Once again, a bit plain, but I would like it better every bite I took.  Not quite as good as Six Penn's version, but I wasn't dissatisfied with it.

Then I got Let Them Eat Vegan by Dreena Burton from the library, and I saw her simple recipe for Sunflower BBQ Tofu, and thought I'd make another carton of tofu with that recipe.  I'm not really sure what sunflower butter is, so I used one of her alternatives listed, tahini.  The recipe also had oil, which I cut in half.  Then I made the Cauliflower Mashed Potatoes, or "Caulipots" from Appetite for Reduction to add to this mix and make it a little more exciting.  Never one to feel limited to using just ONE listed recipe variation, I added both garlic with spices AND some nutritional yeast. 
Oh yeah, NOW we're talking!  This is a meal!  Caulipots, a bed of spinach, a couple raw mushrooms, some BBQ tofu, and fried onion.  It looks all organized in the above picture, but ultimately, I cut it all up and mashed it all together and mmmmmmmm.  Really great, and still very healthy!  I could eat this a few times a week and be happy.  But mostly, I'm just proud that I took an idea from a restaurant and made it way, way better.  Way to rule, me.  ::pats self on back::


  1. Oooh, I love the feeling of trumping a restaurant. :) That's a really good-looking meal - it's been forever since I've taken the time to marinate and cook tofu in something beyond soy sauce. This looks super homey and comfort food-y!

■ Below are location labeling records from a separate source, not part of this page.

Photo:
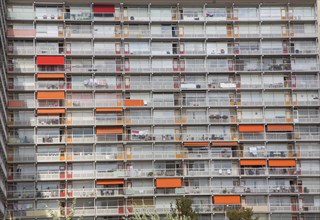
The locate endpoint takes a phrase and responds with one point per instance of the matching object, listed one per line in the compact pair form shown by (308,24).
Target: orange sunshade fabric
(51,111)
(168,183)
(51,95)
(251,128)
(227,199)
(110,182)
(252,162)
(282,163)
(280,127)
(225,143)
(50,75)
(109,130)
(109,109)
(133,102)
(196,144)
(50,60)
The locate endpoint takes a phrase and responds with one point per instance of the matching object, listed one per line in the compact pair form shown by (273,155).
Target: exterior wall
(127,108)
(3,113)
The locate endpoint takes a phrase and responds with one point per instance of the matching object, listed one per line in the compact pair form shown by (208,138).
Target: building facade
(126,107)
(3,115)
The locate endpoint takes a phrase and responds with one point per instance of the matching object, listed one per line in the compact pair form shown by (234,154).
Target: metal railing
(147,66)
(145,15)
(151,172)
(188,190)
(102,84)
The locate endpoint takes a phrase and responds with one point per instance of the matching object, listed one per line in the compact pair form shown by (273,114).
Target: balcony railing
(155,155)
(188,190)
(148,67)
(163,209)
(101,84)
(147,15)
(170,137)
(126,32)
(151,172)
(158,102)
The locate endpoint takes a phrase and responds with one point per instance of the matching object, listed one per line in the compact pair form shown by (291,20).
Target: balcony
(191,190)
(25,50)
(183,67)
(17,68)
(21,32)
(157,155)
(151,172)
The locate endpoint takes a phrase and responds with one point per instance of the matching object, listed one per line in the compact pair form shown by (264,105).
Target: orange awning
(282,163)
(50,95)
(110,182)
(109,130)
(50,75)
(225,143)
(251,128)
(50,111)
(280,127)
(227,199)
(252,162)
(109,109)
(196,144)
(133,102)
(168,182)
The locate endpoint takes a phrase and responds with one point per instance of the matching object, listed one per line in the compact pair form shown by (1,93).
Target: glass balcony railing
(171,137)
(155,155)
(148,67)
(191,190)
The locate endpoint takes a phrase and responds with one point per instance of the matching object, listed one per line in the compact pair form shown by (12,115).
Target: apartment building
(126,107)
(3,115)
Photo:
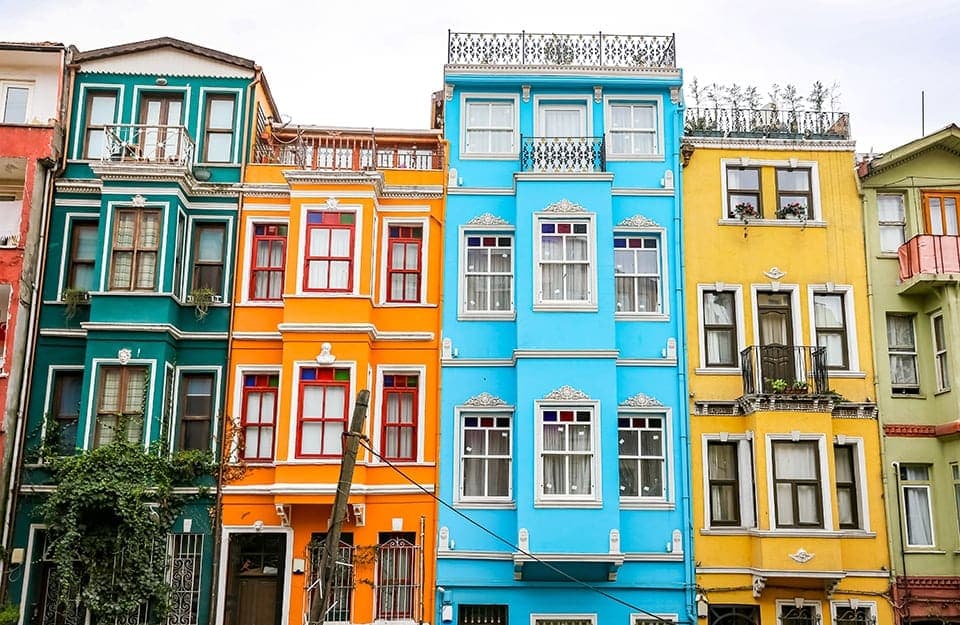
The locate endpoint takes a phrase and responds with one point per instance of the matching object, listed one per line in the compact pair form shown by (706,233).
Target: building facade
(910,219)
(338,290)
(136,284)
(789,526)
(564,447)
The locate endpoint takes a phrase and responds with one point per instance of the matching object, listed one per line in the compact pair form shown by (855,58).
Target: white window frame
(666,471)
(663,313)
(824,476)
(745,480)
(486,231)
(737,290)
(461,412)
(609,101)
(571,501)
(590,303)
(849,322)
(477,98)
(5,86)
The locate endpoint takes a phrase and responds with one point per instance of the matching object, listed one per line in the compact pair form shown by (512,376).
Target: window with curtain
(488,273)
(323,411)
(121,404)
(565,263)
(485,455)
(400,419)
(797,488)
(642,450)
(831,328)
(259,415)
(267,261)
(637,273)
(329,254)
(567,452)
(719,329)
(136,242)
(917,511)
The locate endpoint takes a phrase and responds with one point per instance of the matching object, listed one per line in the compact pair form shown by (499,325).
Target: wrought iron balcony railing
(143,143)
(587,50)
(775,369)
(935,254)
(562,154)
(766,122)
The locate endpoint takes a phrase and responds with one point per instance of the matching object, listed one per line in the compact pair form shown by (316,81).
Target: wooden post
(321,591)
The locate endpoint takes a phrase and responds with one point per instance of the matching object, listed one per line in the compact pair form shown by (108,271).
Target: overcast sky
(375,62)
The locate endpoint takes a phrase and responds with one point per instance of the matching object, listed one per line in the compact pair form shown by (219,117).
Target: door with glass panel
(161,118)
(777,352)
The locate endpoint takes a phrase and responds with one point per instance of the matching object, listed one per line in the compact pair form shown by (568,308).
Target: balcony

  2. Maybe you could offer the restaurant a few pointers and a recipe! I think I may have to get a copy of Dreena's book — I keep hearing such good things about it.

    1. Actually, I kinda had a fight (not really a fight) with this restaurant about their selling of endangered fish, so I'm not sure they want to hear from me. Plus, they're corporate-owned. But, in general, I OFTEN eat the Downtown restaurants' crappy vegan options and want to go to them and be like, "HELLO?? Do you know how easy this is to make delicious?" I get kinda pissed about it. They are really not putting any effort in to make the food good. I mean, if I had a restaurant, I'd be embarrassed if there was anything bad on the menu -- why aren't they?